SpaceX is working hard to understand what went wrong with a Falcon-9 rocket at Cape Canaveral Air Force Station, Fla., during a Sept. 1 launch dress rehearsal with the booster at Space Launch Complex-40 (SLC-40), which resulted in an explosion during fueling and the total loss of both their rocket and their customer’s payload, the AMOS-6 satellite.
In the time since, SpaceX has been working with several organizations to figure it out, including NASA, the FAA, and the U.S. Air Force, but as of yet still have not determined the root cause. However, the Hawthorne, Calif.-based company, owned by Elon Musk, is closing in on the cause and has provided the following update on progress being made with the investigation as of Oct. 28, 2016.
“Since the incident, investigators from SpaceX, the FAA, NASA, the US Air Force and industry experts have been working methodically through an extensive fault tree to investigate all plausible causes. As part of this, we have conducted tests at our facility in McGregor, Texas, attempting to replicate as closely as possible the conditions that may have led to the mishap.

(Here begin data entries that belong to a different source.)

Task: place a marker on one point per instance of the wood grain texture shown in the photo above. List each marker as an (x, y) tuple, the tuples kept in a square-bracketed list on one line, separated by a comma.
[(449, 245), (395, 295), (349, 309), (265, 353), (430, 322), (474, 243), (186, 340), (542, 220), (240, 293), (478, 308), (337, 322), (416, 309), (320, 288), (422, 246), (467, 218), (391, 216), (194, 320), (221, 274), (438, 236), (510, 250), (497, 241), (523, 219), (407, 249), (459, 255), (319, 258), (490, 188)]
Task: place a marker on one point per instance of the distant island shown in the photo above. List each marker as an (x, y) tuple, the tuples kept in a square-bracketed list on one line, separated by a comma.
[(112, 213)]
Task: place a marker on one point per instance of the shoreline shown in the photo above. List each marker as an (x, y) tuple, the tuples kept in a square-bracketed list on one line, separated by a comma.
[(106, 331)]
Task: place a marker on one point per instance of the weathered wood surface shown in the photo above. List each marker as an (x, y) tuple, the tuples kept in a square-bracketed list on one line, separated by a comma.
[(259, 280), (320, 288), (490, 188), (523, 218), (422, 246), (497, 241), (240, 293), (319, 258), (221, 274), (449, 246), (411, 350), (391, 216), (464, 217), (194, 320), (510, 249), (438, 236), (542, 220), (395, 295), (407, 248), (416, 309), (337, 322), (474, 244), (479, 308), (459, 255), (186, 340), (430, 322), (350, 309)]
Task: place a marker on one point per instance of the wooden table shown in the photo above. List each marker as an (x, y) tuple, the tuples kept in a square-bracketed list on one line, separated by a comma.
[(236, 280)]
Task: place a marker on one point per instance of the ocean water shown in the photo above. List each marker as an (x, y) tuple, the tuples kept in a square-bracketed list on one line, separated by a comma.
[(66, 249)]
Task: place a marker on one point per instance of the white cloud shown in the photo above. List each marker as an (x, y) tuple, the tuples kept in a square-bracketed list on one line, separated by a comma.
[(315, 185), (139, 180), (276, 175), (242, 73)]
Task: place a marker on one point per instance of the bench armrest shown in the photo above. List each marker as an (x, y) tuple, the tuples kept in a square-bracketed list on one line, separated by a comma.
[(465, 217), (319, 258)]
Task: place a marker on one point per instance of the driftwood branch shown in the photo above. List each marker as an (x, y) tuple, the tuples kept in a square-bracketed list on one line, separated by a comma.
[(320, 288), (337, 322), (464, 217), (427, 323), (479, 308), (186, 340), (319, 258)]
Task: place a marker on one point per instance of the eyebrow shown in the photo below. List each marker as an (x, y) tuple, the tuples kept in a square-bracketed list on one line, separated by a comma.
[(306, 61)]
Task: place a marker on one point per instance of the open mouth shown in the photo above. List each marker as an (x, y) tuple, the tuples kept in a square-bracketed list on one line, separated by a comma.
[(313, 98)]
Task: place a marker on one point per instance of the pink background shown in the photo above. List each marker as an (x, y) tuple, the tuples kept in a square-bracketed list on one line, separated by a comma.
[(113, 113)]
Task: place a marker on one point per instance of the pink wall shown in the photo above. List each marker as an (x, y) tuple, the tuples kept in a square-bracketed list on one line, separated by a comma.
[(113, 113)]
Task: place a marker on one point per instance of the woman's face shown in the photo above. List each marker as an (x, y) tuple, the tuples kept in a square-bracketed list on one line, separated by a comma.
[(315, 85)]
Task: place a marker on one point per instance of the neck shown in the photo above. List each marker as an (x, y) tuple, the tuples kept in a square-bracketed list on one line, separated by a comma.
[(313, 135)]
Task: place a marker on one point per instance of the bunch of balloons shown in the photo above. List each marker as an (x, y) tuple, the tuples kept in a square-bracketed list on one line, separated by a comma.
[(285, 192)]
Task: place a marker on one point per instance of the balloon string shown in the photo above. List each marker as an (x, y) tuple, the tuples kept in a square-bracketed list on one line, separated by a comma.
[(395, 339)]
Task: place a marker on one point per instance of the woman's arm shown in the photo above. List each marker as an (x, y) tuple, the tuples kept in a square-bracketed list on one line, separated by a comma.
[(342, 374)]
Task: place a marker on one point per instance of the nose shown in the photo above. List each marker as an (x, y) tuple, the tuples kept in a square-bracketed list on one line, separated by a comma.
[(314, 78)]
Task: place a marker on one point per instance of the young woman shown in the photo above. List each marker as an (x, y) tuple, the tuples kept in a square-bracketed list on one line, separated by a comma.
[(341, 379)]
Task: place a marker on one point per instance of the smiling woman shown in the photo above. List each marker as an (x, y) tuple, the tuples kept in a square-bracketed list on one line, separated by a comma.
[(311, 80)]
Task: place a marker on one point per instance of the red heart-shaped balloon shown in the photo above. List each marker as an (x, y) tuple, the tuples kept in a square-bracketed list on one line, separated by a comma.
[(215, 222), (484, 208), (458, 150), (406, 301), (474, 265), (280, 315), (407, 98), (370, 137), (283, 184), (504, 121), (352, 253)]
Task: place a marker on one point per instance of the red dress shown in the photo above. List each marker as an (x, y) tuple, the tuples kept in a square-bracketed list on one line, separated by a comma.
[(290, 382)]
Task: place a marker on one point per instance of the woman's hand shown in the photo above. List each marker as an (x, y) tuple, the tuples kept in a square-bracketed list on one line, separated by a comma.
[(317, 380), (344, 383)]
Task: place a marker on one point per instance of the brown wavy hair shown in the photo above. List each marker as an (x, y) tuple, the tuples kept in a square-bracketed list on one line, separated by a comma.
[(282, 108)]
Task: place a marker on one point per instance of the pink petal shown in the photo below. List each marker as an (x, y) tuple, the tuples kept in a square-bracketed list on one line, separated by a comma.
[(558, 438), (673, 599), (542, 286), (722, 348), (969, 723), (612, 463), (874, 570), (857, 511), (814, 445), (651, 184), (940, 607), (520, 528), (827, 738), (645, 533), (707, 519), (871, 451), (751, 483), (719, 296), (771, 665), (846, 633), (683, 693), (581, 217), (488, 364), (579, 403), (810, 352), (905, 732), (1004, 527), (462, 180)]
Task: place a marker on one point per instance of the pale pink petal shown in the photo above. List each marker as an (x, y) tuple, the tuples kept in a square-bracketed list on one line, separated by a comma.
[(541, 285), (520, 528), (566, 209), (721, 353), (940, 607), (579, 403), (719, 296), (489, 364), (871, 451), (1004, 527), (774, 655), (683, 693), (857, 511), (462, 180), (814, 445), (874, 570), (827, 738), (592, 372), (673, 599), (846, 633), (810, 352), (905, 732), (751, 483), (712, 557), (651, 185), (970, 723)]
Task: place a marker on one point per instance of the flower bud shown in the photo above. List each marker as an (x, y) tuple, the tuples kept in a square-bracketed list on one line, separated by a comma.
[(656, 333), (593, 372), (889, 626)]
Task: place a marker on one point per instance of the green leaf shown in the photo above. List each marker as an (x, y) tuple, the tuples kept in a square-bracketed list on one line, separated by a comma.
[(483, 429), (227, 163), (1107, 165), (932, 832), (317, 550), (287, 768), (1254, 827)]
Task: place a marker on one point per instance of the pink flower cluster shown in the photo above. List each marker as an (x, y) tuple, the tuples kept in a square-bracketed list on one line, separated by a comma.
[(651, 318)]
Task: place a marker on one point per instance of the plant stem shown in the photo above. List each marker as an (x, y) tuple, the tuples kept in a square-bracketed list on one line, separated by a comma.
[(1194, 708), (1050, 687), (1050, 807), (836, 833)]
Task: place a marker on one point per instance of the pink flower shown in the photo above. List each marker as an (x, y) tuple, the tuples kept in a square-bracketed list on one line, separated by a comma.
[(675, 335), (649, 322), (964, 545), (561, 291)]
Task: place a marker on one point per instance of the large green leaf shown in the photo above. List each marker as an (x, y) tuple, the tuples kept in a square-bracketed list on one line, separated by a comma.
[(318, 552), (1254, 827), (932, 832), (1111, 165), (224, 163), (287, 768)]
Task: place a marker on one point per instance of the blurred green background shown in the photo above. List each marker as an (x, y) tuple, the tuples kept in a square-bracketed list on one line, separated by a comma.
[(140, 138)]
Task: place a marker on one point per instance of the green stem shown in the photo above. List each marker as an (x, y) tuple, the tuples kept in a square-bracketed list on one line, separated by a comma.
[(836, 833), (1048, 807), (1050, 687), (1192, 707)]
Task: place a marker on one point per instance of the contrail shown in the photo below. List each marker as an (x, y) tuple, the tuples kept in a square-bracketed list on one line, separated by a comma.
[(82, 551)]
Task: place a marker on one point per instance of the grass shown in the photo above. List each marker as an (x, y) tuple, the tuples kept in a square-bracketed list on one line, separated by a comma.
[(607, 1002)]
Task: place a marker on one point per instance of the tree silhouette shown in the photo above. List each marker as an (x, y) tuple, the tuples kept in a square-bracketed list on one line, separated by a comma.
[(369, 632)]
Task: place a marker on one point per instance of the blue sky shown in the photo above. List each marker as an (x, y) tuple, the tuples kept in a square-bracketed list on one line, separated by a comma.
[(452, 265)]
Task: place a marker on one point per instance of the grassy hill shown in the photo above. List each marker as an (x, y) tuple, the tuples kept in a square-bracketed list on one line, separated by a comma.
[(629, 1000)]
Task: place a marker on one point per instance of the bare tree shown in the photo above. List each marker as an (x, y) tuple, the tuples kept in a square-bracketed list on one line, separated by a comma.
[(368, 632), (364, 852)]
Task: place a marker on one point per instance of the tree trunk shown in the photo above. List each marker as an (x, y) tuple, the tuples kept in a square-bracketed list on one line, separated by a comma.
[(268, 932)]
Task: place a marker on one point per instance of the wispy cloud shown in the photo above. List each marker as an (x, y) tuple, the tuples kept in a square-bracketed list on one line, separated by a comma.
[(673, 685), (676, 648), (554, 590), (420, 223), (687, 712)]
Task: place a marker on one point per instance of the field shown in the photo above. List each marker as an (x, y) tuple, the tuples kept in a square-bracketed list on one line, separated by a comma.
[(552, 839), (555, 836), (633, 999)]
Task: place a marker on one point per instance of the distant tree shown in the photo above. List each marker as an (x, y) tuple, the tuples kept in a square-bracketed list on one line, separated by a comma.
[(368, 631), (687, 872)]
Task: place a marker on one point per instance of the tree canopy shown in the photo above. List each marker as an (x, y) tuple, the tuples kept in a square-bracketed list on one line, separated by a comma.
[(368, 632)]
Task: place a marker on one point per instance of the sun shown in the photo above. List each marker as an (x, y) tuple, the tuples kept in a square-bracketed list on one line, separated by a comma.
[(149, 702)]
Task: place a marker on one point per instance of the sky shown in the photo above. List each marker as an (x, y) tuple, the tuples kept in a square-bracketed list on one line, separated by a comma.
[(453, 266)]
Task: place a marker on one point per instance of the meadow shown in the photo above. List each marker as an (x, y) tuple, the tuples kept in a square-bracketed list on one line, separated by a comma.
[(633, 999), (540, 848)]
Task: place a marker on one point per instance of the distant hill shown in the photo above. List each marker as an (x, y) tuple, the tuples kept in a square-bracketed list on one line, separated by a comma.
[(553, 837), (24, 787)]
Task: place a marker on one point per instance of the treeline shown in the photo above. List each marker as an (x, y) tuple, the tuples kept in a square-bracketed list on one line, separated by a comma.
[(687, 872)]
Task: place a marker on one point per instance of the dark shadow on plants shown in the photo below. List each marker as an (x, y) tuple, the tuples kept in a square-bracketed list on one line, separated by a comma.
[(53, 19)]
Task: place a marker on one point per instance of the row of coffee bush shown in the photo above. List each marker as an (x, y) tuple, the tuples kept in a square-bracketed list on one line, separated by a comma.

The investigation team has made significant progress on the fault tree. Previously, we announced the investigation was focusing on a breach in the cryogenic helium system of the second stage liquid oxygen tank. The root cause of the breach has not yet been confirmed, but attention has continued to narrow to one of the three composite overwrapped pressure vessels (COPVs) inside the LOX tank. Through extensive testing in Texas, SpaceX has shown that it can re-create a COPV failure entirely through helium loading conditions. These conditions are mainly affected by the temperature and pressure of the helium being loaded.
SpaceX’s efforts are now focused on two areas – finding the exact root cause, and developing improved helium loading conditions that allow SpaceX to reliably load Falcon 9. With the advanced state of the investigation, we also plan to resume stage testing in Texas in the coming days, while continuing to focus on completion of the investigation. This is an important milestone on the path to returning to flight.
Pending the results of the investigation, we continue to work towards returning to flight before the end of the year. Our launch sites at Kennedy Space Center, Florida, and Vandenberg Air Force Base, California, remain on track to be operational in this timeframe.”
SpaceX remains confident that the accident was related to flight preparation, rather than a vehicle issue or engineering design issue, which is why they are so confident in returning Falcon-9 to flight in such a short amount of time. The last time they suffered a Falcon-9 accident, on June 28, 2015, they lost a mission for NASA to resupply crew on the International Space Station (Dragon mission CRS-7), and it took them six months to return to flight.
As outlined in a previous story on AmericaSpace, after Sept. 1, NASA’s bet on their Commercial Crew Program in general, and in SpaceX in particular, was challenged not just programmatically but technically. What remains to be seen is whether or not, and how fast, NASA’s Commercial Crew Program and SpaceX can recover, something that will take not days or weeks, but months to determine.
As for SpaceX and their ambitious goal of returning to flight by end of the year, time will tell. Launch Complex-40 took serious damage from the explosion, and Space Florida recently requested $5 million in funds from the Florida Department of Transportation for help with “infrastructure improvements” on KSC pad 39A for SpaceX, who currently has a 20-year lease for the historic launch pad since December 2014.